Water, really, was the immediate concern. If we had water we could even resort to camping right here on the slickrock above the dryfall and pool. In fact, separated from the facts of our troubles, it was quite a nice spot. It then soon came to me, then, that maybe that idea wasn't so far-fetched. We had a rope, which was more than long enough to reach that pool down below the cliff. and we had my settling bag, which we use all the time to scoop water out of creeks. So why not combine the two and rig up a water haul?
The idea worked perfectly. After tying the rope securely to the settling bag, putting a rock or two in it, a quick toss and it sailed down into the black pool. Soon Chris was hauling up a bulging ten-litre sack of water, which Gino and the others got to filtering.
Escaping the Dryfall
With the solving of our immediate need, our worry dissipated and our capacity for thinking about next steps returned.
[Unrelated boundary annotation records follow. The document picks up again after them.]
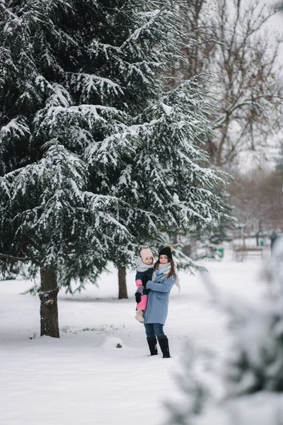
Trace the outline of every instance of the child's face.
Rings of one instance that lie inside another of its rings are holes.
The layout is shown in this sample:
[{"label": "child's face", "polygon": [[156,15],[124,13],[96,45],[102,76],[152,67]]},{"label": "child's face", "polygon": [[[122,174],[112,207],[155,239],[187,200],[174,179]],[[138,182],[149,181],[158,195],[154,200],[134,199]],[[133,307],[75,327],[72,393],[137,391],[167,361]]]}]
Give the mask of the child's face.
[{"label": "child's face", "polygon": [[159,263],[161,264],[166,264],[166,263],[168,263],[169,260],[168,259],[167,255],[161,255],[159,257]]}]

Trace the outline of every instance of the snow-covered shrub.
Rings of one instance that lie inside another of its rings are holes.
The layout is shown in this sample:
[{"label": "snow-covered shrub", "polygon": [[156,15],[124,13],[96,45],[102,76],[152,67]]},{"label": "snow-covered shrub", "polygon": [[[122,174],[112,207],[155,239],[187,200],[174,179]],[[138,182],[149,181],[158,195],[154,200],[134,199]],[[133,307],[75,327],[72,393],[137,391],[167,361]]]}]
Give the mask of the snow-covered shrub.
[{"label": "snow-covered shrub", "polygon": [[263,276],[266,290],[253,305],[218,293],[210,280],[206,280],[214,302],[227,312],[229,319],[231,344],[222,371],[224,396],[220,400],[210,397],[201,409],[194,411],[192,400],[203,392],[205,385],[201,380],[197,386],[194,384],[189,364],[183,380],[190,384],[181,386],[186,400],[181,408],[171,407],[171,425],[282,425],[283,237],[277,242]]}]

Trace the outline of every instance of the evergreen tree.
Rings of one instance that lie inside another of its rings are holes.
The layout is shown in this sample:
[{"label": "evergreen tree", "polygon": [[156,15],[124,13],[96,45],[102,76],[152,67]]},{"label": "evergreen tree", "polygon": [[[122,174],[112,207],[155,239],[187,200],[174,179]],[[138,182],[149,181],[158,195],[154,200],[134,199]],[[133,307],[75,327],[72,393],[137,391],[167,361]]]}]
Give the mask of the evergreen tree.
[{"label": "evergreen tree", "polygon": [[164,229],[222,215],[197,78],[168,93],[178,8],[145,0],[1,0],[0,258],[41,273],[41,334],[59,286],[125,266]]},{"label": "evergreen tree", "polygon": [[262,277],[267,291],[255,305],[217,293],[207,278],[214,301],[229,317],[231,344],[221,375],[224,397],[219,402],[215,395],[209,394],[207,377],[196,378],[195,356],[190,348],[180,379],[186,401],[183,405],[169,405],[169,424],[282,424],[283,237],[278,238]]}]

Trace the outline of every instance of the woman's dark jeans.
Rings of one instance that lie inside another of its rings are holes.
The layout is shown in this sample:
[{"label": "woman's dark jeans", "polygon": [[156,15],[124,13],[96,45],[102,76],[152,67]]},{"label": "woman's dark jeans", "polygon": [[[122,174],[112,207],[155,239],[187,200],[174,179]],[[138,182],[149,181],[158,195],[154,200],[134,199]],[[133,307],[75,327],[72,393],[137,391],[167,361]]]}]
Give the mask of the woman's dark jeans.
[{"label": "woman's dark jeans", "polygon": [[163,325],[161,323],[145,323],[146,334],[147,338],[153,338],[156,335],[157,338],[165,336]]}]

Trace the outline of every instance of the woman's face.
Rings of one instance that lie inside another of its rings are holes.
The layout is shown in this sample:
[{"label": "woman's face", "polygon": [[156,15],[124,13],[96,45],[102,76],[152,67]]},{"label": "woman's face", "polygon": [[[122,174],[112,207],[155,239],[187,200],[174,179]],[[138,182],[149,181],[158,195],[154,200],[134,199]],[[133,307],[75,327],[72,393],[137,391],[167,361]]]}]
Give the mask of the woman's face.
[{"label": "woman's face", "polygon": [[159,257],[159,263],[161,264],[166,264],[166,263],[168,263],[169,260],[167,256],[167,255],[161,255]]}]

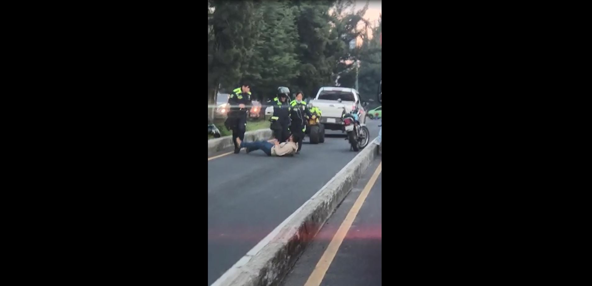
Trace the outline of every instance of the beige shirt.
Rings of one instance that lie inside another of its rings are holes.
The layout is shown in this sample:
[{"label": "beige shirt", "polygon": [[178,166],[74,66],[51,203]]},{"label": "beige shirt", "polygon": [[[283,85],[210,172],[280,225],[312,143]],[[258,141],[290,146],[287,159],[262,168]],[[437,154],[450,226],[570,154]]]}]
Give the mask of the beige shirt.
[{"label": "beige shirt", "polygon": [[283,156],[294,154],[298,150],[298,146],[293,142],[284,142],[280,143],[279,145],[274,145],[271,147],[272,156]]}]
I was not completely satisfied with Chris' scouting of an alternate descent route, and decided to do a little reconnaissance as the others filtered and re-filled our water stores.
Heading to a way in
A rounded shoulder led around to a wide ledge above the western edge of another side-tributary of 25 mile wash. It went on for quite a ways before I could see it start to peter out into some very steep, impassable slabs. Looking carefully at the slopes down into the bottom of the tributary as I walked, it did seem as if there was a line of terrain up ahead that was less steep, all the way down into the branches of the trees in the canyon bottom. A closer look, and yes... this could definitely work!
I ran back to the others and informed them of my discovery, and after a short discussion, it was agreed that instead of camping here, making a final push to get more distance under our belts would better serve our interest of being in a good position for the next leg of our backpack the next day. So, up came the packs and soon we were ready to move.
The bypass descent into the tributary bottom worked perfectly. It was an easily belayable slip-slide into the bushy canyon bottom. A small stream of water was present even in this side tributary, so we thrashed around in the bushes, exchanging hiking shoes for water shoes.
Now feeling refreshed by the shadiness and the cool water, we began following the watercourse down-canyon. At first, things were good. We followed the little finger of water as it wound down-canyon. By my GPS, I could see we were only about 350 metres (yards) from the actual intersection with 25-mile wash. Just a few minutes, and we'd be there, relaxing and camping and all of that kinda good stuff.